Right so pre SP3 for App-V 5.0, aslong as a package was added into the client cache, any user (admin or non admin) could go ahead and publish the application to themselves with a quick and easy line or PowerShell. There weren’t really many ways to negate this apart from custom ACLs on the package store or using a feature called PackageStoreAccessControl, a feature which has now been deprecated and is no longer supported.

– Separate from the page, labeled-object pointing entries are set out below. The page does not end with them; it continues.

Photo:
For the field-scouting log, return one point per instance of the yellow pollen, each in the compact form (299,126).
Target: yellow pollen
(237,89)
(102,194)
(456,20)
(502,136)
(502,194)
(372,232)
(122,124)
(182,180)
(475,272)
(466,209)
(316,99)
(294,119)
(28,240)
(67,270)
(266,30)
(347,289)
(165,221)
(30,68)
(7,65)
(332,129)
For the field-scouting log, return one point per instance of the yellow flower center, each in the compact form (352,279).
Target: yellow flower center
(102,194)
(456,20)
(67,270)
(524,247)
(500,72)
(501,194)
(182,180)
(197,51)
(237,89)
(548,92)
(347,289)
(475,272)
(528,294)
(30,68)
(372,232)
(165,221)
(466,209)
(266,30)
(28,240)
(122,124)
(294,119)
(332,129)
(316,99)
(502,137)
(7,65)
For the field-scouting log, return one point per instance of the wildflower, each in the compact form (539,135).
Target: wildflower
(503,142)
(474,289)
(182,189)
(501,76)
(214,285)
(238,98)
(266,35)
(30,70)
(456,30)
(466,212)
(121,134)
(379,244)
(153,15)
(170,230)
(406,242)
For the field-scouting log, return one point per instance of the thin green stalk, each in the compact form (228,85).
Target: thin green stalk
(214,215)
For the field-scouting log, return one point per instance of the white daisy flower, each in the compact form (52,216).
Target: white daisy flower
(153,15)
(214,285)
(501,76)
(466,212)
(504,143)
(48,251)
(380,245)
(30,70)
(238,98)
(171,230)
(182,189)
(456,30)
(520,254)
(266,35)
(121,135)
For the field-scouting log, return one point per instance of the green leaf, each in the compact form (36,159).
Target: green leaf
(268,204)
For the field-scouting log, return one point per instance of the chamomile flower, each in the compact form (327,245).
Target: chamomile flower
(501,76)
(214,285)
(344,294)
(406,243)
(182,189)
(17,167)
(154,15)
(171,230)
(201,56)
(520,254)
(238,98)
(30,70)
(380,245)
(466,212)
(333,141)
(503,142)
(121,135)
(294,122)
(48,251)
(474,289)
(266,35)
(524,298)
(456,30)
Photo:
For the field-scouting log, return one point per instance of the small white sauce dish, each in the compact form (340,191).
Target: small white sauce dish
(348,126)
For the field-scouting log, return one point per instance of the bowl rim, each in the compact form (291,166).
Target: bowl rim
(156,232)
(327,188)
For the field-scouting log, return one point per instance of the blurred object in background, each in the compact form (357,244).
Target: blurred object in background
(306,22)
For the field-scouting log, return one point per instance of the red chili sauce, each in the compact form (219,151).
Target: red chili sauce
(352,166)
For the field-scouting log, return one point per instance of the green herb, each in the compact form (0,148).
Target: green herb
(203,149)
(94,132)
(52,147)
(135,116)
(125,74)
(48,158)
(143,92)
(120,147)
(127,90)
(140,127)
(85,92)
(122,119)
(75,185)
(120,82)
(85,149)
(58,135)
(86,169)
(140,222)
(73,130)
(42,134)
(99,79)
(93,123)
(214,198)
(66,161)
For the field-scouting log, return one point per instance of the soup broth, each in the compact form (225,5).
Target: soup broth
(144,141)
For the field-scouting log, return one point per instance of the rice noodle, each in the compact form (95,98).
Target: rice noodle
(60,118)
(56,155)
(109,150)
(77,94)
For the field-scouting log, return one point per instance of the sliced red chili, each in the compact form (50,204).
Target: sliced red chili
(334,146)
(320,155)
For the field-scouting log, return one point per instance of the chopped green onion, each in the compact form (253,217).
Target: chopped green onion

You might notice this new setting available on the App-V 5.0 SP3 client when running a Get-AppvClientConfiguration
You enable this setting with a simple Set-AppvClientConfiguration -RequirePublishAsAdmin 1
Once enabled exactly what you expect takes effect, the next time a non admin user logs on, even if a package has already been added to the client they lose the ability to publish packages to themselves. To understand more about the difference between adding and publishing read here.
Here we can see a standard user has visibility of the fact a package is in cache but not currently published to them:
If this non-admin user tries to publish this package they will get the following message warning them they need admin rights:
This is well welcomed feature, however there is no thing to note, unlike PackageStoreAccessControl, RequirePublishAsAdmin does not prevent a non admin user browsing the package store cache and reading the contents or even copying contents out. It does however stop a non admin gaining access to a package that has not been authorised to them.